Доктор нас познакомил. У Кроссли, крупного мужчины лет сорока-пятидесяти, было странное, не без приятности лицо. Но мне было чуточку не по себе с ним бок о бок в судейской будке. Не то чтобы я боялся его черно-волосатых рук, но неприятно было чувствовать рядом сверхобычную силу и даже, может быть, оккультные способности.
В будке было жарко, несмотря на распахнутое окно.
— Предгрозовая погода, — сказал Кроссли с интонациями, в просторечье приписываемыми «учености», хоть я и не разобрал, в каком именно колледже он ее почерпнул, — в предгрозовую погоду наш брат пациент ведет себя особенно странно.
Я спросил, играет ли кто-нибудь из пациентов.

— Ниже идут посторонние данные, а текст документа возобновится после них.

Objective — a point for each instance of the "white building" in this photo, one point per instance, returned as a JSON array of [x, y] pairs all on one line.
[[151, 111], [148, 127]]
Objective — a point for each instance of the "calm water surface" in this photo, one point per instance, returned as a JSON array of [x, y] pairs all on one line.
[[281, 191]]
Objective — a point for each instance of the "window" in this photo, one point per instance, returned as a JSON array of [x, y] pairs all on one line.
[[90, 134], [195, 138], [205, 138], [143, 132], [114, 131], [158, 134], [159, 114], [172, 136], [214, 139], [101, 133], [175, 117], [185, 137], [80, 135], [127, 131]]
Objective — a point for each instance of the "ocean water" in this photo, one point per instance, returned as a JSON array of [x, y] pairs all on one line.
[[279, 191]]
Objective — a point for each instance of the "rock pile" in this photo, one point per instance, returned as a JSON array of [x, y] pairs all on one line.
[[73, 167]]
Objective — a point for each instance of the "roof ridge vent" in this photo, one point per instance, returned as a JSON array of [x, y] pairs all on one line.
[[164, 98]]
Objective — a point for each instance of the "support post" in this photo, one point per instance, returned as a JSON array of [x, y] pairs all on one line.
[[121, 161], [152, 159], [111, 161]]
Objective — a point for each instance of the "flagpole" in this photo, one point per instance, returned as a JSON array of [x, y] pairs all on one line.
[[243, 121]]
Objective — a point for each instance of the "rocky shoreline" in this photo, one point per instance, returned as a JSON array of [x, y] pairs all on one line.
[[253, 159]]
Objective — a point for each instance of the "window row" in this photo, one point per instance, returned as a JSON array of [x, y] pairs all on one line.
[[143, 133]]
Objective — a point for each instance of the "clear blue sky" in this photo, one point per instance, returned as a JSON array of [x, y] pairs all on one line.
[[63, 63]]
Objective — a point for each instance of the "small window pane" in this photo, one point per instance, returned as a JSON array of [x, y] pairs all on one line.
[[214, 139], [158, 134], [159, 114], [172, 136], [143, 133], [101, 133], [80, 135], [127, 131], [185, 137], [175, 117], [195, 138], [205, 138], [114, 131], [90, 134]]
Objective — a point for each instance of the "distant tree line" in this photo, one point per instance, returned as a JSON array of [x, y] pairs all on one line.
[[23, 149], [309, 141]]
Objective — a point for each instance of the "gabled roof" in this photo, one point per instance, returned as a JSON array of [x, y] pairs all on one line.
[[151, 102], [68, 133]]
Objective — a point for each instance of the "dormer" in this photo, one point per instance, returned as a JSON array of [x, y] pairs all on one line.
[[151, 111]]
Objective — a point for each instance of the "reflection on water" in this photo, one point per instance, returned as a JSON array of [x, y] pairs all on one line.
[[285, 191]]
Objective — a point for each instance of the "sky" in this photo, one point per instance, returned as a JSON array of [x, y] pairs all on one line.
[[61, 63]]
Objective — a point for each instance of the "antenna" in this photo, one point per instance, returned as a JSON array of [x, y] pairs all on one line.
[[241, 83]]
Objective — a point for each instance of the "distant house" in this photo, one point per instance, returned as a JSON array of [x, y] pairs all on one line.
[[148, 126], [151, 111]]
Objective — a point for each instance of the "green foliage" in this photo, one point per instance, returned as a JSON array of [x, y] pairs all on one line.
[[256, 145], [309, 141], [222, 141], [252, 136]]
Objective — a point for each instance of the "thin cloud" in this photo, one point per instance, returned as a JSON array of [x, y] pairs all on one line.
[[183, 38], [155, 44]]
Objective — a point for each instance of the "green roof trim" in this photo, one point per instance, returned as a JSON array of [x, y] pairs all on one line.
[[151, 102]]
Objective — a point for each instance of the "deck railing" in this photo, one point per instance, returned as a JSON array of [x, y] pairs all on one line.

— Играют двое. Тот высокий — Б. К. Браун — играл за Хаитов три года назад, а второй — классный клубный игрок. Бывает, к нам присоединяется и Пэт Слингби, крепкий боулер из Австралии, знаете, но сегодня мы его отставили. В такую погоду он, того гляди, запустит мячом кому-нибудь в голову. Он не то что сумасшедший в полном смысле слова, но замечательно злобный. Доктора с ним не сладят. Ей-Богу, его всего бы лучше прикончить.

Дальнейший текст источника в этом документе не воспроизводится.